问题
I like how XmlSerialize works, so simple and elegant and with attributes =p However, I am running into Out of Memory issue while building up a collection of all my objects prior to serializing to xml file.
I am populating an object from a SQL database and intend to write the object out to XML using XmlSerialize. It works great for small subsets but if I try to grab all the objects from the DB I reach an Out of Memory exception.
Is there some ability of XmlSerialize that would allow me to grab batches of 100 objects out of the database, then write them, grab the next batch of 100 objects and append to the xml?
I am hoping I dont have to bust out into XmlDocument or something that requires more manual coding efforts...
回答1:
XmlSerializer
can, in fact, stream enumerable data in and out when serializing. It has special handling for a class that implements IEnumerable<T>
. From the docs:
The XmlSerializer gives special treatment to classes that implement IEnumerable or ICollection. A class that implements IEnumerable must implement a public Add method that takes a single parameter. The Add method's parameter must be of the same type as is returned from the Current property on the value returned from GetEnumerator, or one of that type's bases.
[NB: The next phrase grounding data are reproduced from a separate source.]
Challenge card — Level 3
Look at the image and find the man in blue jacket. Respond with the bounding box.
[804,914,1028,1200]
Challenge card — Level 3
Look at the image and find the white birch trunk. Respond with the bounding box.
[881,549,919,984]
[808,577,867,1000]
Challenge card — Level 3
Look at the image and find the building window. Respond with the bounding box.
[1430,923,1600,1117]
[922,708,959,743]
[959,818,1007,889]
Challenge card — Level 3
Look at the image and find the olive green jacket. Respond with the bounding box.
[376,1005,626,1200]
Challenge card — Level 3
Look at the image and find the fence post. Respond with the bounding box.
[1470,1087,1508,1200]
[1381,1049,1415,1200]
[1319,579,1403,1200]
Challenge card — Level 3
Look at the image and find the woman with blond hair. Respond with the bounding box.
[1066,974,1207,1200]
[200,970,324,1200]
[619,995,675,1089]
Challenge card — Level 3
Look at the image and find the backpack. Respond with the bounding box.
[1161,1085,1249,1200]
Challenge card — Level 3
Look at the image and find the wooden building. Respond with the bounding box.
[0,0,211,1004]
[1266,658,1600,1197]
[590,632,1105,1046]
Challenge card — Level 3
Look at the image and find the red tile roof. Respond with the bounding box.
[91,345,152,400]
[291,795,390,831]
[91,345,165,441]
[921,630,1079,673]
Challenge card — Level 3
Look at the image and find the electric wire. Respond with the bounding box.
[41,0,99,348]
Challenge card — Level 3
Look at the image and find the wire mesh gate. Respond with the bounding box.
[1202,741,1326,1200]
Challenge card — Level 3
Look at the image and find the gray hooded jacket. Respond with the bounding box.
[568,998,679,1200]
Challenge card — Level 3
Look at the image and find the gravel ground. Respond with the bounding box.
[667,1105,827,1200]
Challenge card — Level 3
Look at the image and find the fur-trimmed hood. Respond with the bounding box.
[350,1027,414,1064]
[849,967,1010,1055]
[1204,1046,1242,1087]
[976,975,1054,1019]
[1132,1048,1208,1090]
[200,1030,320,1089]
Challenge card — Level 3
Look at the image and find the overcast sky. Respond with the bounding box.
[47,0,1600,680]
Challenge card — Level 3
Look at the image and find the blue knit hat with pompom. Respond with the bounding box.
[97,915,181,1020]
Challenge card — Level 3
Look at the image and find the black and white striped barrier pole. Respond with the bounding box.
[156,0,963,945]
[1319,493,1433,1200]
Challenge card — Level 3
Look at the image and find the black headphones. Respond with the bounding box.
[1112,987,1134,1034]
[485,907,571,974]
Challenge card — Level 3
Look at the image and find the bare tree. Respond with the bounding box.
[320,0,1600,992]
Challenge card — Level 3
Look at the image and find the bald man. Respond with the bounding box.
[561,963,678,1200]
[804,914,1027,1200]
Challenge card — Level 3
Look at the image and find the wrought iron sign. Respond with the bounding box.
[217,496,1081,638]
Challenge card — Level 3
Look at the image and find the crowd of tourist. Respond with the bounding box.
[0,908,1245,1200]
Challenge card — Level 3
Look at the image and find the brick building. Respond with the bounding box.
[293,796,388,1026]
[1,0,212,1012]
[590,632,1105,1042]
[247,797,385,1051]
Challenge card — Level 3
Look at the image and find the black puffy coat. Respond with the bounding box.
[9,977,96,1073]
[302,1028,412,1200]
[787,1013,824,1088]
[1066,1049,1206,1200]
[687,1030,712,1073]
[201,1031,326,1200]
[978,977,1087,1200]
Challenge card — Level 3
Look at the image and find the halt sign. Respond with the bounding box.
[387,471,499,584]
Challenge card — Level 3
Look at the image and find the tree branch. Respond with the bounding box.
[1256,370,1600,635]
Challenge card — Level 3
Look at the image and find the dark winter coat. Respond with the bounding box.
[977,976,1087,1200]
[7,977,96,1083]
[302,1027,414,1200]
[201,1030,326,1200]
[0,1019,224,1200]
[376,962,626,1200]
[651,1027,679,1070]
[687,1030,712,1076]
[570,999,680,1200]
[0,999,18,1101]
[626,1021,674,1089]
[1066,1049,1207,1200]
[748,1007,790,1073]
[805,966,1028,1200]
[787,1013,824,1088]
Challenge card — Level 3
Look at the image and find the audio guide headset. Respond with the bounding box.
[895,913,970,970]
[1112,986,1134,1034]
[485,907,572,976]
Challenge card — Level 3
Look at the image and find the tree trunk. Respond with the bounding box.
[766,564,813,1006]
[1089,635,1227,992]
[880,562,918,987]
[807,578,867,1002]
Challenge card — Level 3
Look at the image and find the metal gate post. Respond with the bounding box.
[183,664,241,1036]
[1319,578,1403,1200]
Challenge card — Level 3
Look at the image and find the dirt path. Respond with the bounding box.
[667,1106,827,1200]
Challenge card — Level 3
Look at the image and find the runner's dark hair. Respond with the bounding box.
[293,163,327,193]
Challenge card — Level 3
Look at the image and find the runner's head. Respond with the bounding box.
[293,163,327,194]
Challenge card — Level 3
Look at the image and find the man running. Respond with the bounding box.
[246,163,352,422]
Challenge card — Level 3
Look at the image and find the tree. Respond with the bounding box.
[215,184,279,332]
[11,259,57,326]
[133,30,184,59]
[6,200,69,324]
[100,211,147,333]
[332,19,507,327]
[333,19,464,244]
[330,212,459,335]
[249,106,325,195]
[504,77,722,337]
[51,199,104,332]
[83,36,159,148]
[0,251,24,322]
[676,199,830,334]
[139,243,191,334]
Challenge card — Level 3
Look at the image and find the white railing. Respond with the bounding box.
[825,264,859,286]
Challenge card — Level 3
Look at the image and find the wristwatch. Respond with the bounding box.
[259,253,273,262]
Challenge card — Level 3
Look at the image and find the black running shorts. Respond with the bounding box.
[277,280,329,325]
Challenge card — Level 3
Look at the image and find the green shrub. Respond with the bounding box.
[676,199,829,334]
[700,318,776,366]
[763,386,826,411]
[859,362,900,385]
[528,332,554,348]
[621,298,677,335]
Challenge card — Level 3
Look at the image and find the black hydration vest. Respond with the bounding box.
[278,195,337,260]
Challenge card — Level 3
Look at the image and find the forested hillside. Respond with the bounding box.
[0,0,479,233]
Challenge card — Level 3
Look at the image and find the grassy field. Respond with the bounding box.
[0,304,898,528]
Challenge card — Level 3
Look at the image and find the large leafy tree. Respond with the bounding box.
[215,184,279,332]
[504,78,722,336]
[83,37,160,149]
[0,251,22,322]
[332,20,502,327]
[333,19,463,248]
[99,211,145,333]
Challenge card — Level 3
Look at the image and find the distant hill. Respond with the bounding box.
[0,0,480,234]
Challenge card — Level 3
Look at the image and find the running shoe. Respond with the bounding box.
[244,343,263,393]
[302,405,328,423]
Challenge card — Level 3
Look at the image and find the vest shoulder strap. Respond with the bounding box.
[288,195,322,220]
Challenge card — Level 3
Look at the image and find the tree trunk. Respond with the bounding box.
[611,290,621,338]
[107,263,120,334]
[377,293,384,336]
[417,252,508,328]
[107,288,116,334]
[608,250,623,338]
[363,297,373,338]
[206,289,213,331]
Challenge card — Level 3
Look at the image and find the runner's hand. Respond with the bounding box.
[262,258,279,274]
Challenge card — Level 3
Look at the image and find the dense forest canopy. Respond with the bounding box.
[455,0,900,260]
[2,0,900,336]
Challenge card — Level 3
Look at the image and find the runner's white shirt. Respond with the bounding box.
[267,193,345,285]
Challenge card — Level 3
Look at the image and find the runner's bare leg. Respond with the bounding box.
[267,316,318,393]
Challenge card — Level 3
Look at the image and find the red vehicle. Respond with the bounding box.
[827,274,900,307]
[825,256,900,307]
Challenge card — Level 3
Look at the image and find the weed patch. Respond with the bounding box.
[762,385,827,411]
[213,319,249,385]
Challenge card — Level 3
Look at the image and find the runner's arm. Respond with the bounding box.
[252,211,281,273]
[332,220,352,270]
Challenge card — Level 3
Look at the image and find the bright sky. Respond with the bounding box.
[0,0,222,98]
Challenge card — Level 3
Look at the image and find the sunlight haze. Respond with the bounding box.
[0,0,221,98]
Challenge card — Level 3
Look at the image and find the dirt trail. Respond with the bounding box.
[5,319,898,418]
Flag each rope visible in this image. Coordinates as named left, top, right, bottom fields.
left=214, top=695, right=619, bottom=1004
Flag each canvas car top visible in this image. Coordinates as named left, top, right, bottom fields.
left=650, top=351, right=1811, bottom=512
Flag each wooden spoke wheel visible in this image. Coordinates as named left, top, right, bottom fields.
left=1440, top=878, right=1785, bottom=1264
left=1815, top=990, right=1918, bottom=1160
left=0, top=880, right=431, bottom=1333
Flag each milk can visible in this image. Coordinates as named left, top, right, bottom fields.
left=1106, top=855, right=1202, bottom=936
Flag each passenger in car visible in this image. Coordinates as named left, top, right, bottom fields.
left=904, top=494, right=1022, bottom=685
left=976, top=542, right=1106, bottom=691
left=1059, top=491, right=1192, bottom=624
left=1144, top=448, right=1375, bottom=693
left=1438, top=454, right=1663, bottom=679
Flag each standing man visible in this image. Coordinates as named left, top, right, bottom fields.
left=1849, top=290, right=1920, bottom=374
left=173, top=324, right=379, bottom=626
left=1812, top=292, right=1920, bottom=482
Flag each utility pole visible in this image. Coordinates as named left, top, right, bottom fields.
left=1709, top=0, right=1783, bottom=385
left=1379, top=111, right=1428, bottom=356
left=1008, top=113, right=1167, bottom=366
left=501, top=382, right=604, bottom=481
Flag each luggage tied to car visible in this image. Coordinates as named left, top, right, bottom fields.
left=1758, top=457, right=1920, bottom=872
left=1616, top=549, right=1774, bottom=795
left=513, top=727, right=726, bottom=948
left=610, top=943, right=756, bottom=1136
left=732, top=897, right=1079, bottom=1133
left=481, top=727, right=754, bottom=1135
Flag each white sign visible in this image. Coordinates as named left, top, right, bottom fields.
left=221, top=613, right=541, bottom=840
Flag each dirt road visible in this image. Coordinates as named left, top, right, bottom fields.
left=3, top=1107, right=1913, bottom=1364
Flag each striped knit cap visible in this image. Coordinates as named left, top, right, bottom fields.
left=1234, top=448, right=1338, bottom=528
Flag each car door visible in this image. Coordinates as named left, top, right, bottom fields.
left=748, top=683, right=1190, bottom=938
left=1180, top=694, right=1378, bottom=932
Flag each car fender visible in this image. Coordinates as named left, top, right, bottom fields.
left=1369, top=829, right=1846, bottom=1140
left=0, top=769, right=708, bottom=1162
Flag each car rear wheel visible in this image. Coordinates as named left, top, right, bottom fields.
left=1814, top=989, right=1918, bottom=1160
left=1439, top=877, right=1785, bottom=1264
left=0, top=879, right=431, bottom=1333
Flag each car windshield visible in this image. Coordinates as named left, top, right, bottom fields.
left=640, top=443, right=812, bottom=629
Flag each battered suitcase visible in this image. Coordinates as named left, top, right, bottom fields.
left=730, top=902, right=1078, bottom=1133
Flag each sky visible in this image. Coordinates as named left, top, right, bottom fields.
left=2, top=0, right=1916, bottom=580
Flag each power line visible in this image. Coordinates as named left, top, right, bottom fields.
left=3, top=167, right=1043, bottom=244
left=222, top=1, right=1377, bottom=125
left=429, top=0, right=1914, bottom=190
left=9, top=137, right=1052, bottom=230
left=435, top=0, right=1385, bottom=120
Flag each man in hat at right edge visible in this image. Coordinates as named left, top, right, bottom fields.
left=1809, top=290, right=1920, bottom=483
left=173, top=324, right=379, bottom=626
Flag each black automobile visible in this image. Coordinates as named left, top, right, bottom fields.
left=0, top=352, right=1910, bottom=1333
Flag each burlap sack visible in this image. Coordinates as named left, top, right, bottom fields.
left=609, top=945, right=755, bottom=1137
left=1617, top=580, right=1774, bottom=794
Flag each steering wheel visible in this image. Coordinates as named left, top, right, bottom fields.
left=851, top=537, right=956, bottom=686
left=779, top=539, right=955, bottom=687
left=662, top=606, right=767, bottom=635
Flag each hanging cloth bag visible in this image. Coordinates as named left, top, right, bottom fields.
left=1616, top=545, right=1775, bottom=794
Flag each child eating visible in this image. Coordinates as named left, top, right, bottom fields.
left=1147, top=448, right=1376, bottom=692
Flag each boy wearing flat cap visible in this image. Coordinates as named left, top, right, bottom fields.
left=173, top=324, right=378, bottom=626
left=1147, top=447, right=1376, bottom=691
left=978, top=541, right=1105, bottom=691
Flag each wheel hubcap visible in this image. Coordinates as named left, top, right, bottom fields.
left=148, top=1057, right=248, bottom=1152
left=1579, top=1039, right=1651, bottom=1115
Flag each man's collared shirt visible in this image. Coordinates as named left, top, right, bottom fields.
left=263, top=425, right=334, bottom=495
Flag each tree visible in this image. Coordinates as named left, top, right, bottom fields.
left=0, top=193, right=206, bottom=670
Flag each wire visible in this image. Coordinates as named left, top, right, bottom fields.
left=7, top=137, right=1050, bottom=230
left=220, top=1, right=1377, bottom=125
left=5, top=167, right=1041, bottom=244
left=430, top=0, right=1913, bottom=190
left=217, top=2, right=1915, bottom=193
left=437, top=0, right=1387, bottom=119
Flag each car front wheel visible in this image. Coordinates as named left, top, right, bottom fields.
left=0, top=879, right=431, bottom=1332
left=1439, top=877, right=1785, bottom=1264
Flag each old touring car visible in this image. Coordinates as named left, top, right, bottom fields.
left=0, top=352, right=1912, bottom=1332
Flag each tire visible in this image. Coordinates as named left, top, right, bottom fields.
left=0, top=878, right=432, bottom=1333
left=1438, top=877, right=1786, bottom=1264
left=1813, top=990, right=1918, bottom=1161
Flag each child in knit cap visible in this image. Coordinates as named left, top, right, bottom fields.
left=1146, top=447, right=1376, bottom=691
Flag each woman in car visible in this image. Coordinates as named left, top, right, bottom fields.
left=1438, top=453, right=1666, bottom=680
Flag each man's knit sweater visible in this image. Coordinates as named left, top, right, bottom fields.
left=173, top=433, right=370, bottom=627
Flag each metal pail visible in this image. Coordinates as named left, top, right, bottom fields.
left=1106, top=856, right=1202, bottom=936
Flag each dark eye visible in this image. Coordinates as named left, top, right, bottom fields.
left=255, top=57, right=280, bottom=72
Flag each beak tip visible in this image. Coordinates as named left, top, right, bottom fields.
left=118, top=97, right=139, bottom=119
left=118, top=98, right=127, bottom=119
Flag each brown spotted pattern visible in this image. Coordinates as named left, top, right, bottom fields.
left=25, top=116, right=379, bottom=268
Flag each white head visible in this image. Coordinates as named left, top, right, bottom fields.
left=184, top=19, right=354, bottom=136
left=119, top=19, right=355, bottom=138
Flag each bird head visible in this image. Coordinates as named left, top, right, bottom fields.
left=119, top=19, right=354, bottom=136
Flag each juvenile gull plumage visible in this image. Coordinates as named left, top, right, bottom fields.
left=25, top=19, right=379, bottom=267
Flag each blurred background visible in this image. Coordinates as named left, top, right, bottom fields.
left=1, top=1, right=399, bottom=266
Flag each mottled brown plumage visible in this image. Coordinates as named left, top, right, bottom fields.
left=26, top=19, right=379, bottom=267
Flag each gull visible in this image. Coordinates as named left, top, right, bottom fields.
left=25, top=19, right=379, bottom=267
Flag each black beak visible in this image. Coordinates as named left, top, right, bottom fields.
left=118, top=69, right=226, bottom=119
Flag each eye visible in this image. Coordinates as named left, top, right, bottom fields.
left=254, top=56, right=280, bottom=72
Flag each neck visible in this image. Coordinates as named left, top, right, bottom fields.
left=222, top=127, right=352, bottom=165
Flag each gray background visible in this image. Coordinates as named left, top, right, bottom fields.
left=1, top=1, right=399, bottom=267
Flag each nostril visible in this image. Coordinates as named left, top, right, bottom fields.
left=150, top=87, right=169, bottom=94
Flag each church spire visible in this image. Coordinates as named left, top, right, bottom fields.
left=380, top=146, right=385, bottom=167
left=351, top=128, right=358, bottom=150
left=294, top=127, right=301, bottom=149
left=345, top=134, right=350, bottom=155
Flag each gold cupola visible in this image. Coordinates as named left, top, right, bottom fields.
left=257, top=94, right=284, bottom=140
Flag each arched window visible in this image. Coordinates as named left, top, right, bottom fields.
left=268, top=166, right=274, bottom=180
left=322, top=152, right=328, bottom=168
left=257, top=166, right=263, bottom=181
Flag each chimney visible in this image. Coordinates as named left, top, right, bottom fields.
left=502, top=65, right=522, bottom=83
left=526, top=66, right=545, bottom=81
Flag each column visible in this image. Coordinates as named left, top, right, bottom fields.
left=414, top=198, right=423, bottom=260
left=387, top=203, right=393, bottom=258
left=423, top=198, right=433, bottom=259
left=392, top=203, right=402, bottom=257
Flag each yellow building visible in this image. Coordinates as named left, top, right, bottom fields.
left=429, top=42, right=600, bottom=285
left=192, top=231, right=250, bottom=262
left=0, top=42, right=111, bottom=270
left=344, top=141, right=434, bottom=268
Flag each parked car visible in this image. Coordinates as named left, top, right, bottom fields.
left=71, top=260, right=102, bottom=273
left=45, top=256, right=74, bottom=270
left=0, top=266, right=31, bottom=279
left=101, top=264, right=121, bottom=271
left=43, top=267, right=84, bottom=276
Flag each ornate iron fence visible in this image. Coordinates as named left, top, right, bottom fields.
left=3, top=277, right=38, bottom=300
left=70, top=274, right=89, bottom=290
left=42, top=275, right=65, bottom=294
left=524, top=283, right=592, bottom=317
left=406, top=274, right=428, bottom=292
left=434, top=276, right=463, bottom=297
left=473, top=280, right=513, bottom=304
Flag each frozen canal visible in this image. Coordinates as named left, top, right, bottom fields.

When serializing such classes, XmlSerializer
simply iterates through the enumerable writing each current value to the output stream. It does not load the entire enumerable into a list first. Thus, if you have some Linq query that dynamically pages in results of type T
from a database in chunks (example here), you can serialize all of them out without loading them all at once using the following wrapper:
// Proxy class for any enumerable with the requisite `Add` methods.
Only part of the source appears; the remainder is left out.